Let's participate and have fun!
E869120, square1001
UPDATE
- The max score of problem D has changed.
- Finally, now, the contest will starts less than 24 hours. Participate more!
- After the contest, let's discuss about the problems.
- The contest is over. Unofficial Ranking and Statistics is now open!
Reminder: The contest starts in 1 day and 2 hours.
Registeration Link of square869120Contest #6
The contest has just started! Let's participate and enjoy!!!
Thank you for participation! Let's discuss about problems :)
how to solve problem D — Snowball and E — 90-degree Rotations ?
D : Optimal solution is to fix one snowball and have roll snowballs from the left to it and roll snowballs from the right to it
E : Construct a graph where each row and each column is a vertex, and a cell with a token corresponds to an edge between the corresponding row and column. The condition is equivalent to the graph having an Eulerian Path.
is there a proof that in D it's always optimal to fix a snowball and have roll snowballs towards it ? , won't be more optimal if we made made a point in middle of two(or more) snowballs ?
Sure. For example for two snowballs you could think about it this way:
Consider two snowballs where $$$r_1, r_2$$$ — are their sizes, first one is located at $$$x = 0$$$, second one is located at $$$x = c$$$.
Let's first cover the case when $$$r_1 \ge c$$$ and $$$r_2 \ge c$$$
You are tasked to choose such $$$x$$$ that maximizes the function from statements. (the place where you roll both snowballs towards)
$$$x \in [0..c]$$$
Then you are to find maximum value of a function $$$f(x) = ((r_1 - x)^{3} + (r_2 - c + x)^{3})^\frac{1}{3}$$$. To do this, you should use the fact that the extreme values of a continuous function is either on the ends of an interval or where $$$f'(x) = 0$$$
$$$f'(x) = \frac{1}{3}((r_1 - x)^{3} + (r_2 - c + x)^{3})^{-\frac{2}{3}} \cdot (-3(r_1 - x) ^ 2 + 3(r_2 - c + x) ^ 2)$$$
From the function you can observe that it is actually equal to 0, in case ($$$r_1 - x = r_2 - c + x$$$) (which is a shame, but you could actually prove that this is actually a minimum of such function) This is done either by computing $$$f"(x)$$$, which will have positive denominator and numerator of sorts $$$2(c - r_1 - r_2) (-c + r_1 + r_2) (r_1 - x) (c - r_2 - x)$$$ which is always positive because of the assumtion of $$$r_1 \ge c, r_2 \ge c$$$ and $$$x \le c$$$.

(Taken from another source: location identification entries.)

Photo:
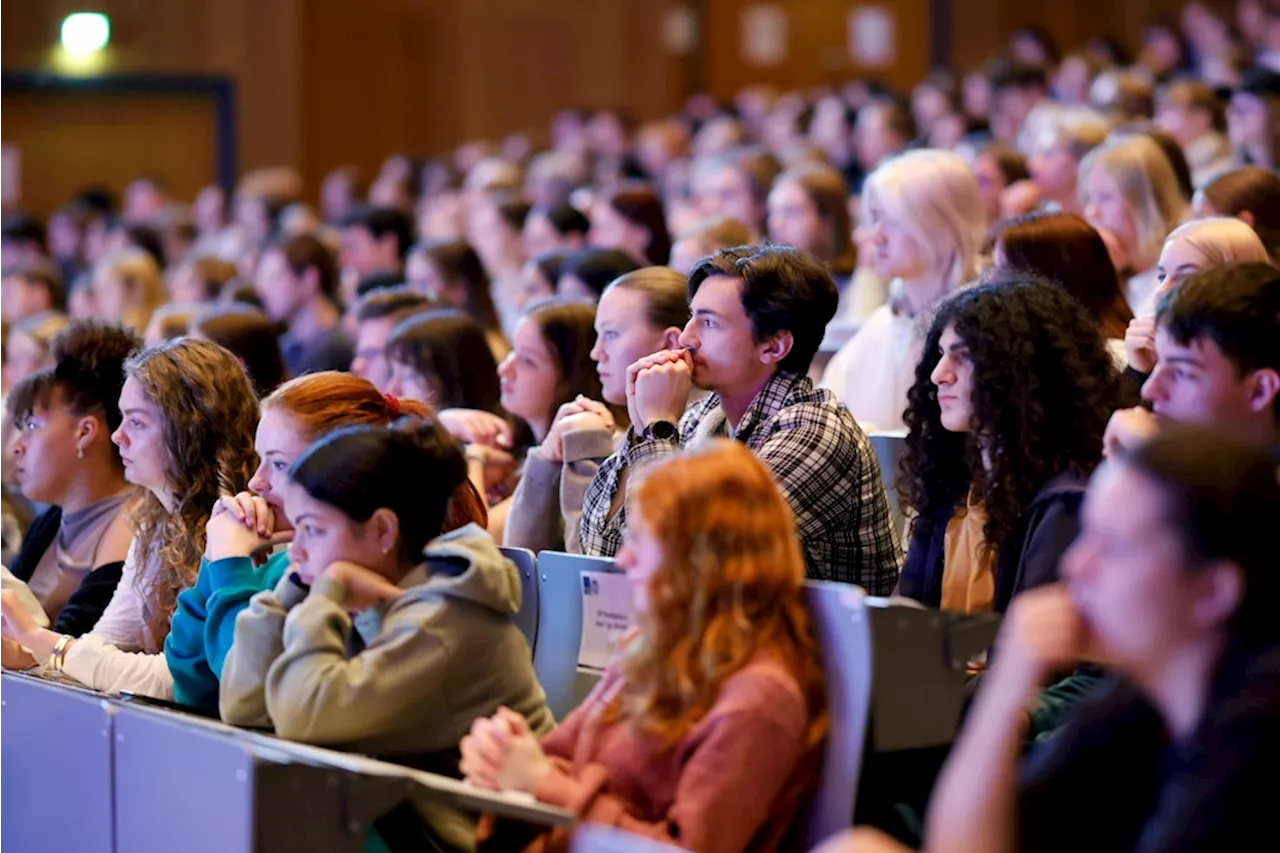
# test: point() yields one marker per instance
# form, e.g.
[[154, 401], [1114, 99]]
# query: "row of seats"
[[142, 776]]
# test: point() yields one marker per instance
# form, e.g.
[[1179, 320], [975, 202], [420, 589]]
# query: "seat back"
[[526, 620], [844, 635], [598, 838], [55, 747], [888, 452], [560, 628]]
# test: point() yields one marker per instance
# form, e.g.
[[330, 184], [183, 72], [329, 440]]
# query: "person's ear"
[[383, 527], [1220, 594], [777, 347], [1265, 387], [86, 432]]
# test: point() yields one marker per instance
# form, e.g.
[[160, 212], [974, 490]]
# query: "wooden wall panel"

Or perhaps easier: by a simple observation that $$$f'(x)$$$ is obviously monotonically increasing (on this interval) since the first clause is always positive, whereas in the second clause as $$$x$$$ increases, you add more and subtract less.
That means either $$$x = 0$$$ or $$$x = c$$$.
The case when $$$r_1 \le c$$$ was harder for me to prove (since you need to consider $$$x = c - r_2$$$ and $$$x = r_1$$$ as extreme points), but the intuition behind is that it is not reasonable to move such small snowball towards the bigger one, because total distance travelled by two snowballs is bigger than the size of smaller one
Thanks for your explanation.
Will an English editorial be posted?
Sorry but we did not made yet. That's because we are having pretty tough life of beginning of new grade in school (in Japan, school starts from April) and get used to new class is stamina-consuming.
So, I can say that we maybe (think 60 percent) make them. If we make, it will be published after few days.
But maybe you can add hints to solve problems in English like the ones zscoder wrote for D and E in the comment above.
Yeah, of course. If you want hint I can reply.